New problems? Maybe it’s time for a new type of manager

Tom Fox
September 26, 2014
The Washington Post

Nathan Furr is an assistant professor at Brigham Young University and co-author of The Innovator’s Method: Bringing the Lean Start-up into Your Organization. He also has acted as the founder or adviser to start-ups across several industries, including retail and clean technology. He spoke about his principles of innovation with Tom Fox, a guest writer for On Leadership and vice president for leadership and innovation at the nonprofit Partnership for Public Service. Fox also heads up their Center for Government Leadership.
Q. How do great innovators approach leadership?
A. If you asked a group of managers five years ago “What’s your job?” they would say that it’s to make decisions. It was rooted in a classic military metaphor of strategy. It’s this idea that the commander’s job is to see the field and put the troops in the right position to win the war. The challenge with that model is that it’s rooted in some element of relative certainty, but innovation is all about uncertainty.
I define innovation as solving problems. And in today’s uncertain world, if you are solving really innovative problems, you can’t really see the field or where your troops are, so you need a different approach to management. Instead of it being your job to make the decisions and tell your “troops” what to do, your job as a manager is to stand by their side as the chief experimenter and guide them in asking the right questions and then designing the experiments that will help them learn about the uncertainties they face.

Q. What are some of the roadblocks to innovating in government?
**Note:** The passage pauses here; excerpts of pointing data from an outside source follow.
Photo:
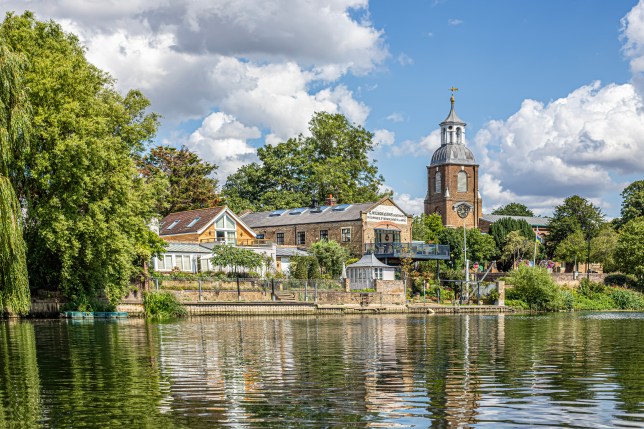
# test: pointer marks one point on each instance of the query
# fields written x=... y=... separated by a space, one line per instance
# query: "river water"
x=390 y=371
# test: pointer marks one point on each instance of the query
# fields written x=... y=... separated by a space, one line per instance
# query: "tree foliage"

A. There are many similarities to a private organization. You have a fair amount of hierarchy and bureaucracy, and you have a fair amount of command and control. Government and social entrepreneurs always make a mistake where they get an idea about something they’re really excited about — they make all these big assumptions that they later discover were untrue. They usually discover it after they’ve spent all their money.
So the lesson is to start by identifying and testing your assumptions about what problem you are solving before you spend all your time and money on what ultimately proved to be an incorrect guess.
Q. What is the next step once you fully grasp the problem you are trying to solve?
A. Use rapid experiments and prototypes to match the solution to the problem and then scale it up. Ask yourself how you could conduct a low-cost and even low-visibility rapid experiment that would allow you to learn about your assumptions with real customers. You have to launch a small-scale experiment and then iterate on that so that when it comes time to roll it out, to scale it, you haven’t scaled on a bunch of broken assumptions.
It is so much more expensive, politically costly and dangerous to try to fix something big than to fix something small. I see that in the Healthcare.gov launch. Whatever your feelings about Obamacare, from an innovation perspective, you could just see that the whole enrollment process was going to be broken. They said, “Let’s create an enrollment system and then let’s roll it out to the whole nation at the same time.” It’s a classic example of scaling it before you nail it.
Q. What drew you to write the book about innovation?
A. I was at Stanford and involved in the early founding of the lean start-up movement. I was stunned by how immensely popular it became and how unpopular traditional management became among entrepreneurs. I asked myself why. And I came down to this answer: Management thinking was developed in the late industrial revolution for a very specific purpose — technology had transformed the economy from what was essentially a set of cottage industries into a group of very large companies that were producing things at an incredible scale.
These huge companies needed a whole new group of professionals to operate — “managers.” Management was developed to literally make the trains run on time. It was developed in a context where people knew what the problems and solutions were, they just needed to organize production. And at the same time, innovation and entrepreneurship were not topics at all in the business world. A century later when we started bringing on more entrepreneurship, we just borrowed our existing management theories into the entrepreneurship context. But it didn’t work.
Management is about relative certainty, but innovation is about radical uncertainty. So we need a new set of tools for the uncertainty. My goal is to develop a management science of uncertainty. How do we manage uncertainty? That’s my personal dream.
Q. How can a leader make that transition from chief decision-maker to chief experimenter?
A. I’m not saying that management thinking is wrong. I actually think it’s incredibly useful when it’s applied to the right context. So if we’re facing problems of relative certainty, then traditional management thinking is absolutely the right tool. By contrast, when you face uncertainty, learning fast is the source of your advantage, not scaling up and getting big fast. So as a leader or manager, I want you to be able to switch to the right tools when you face uncertainty. The world is full of problems and each of those problems is an opportunity. If we have the right tools — the right management tools, the right process, the right leadership perspective — we can solve these problems a lot more effectively and for less money.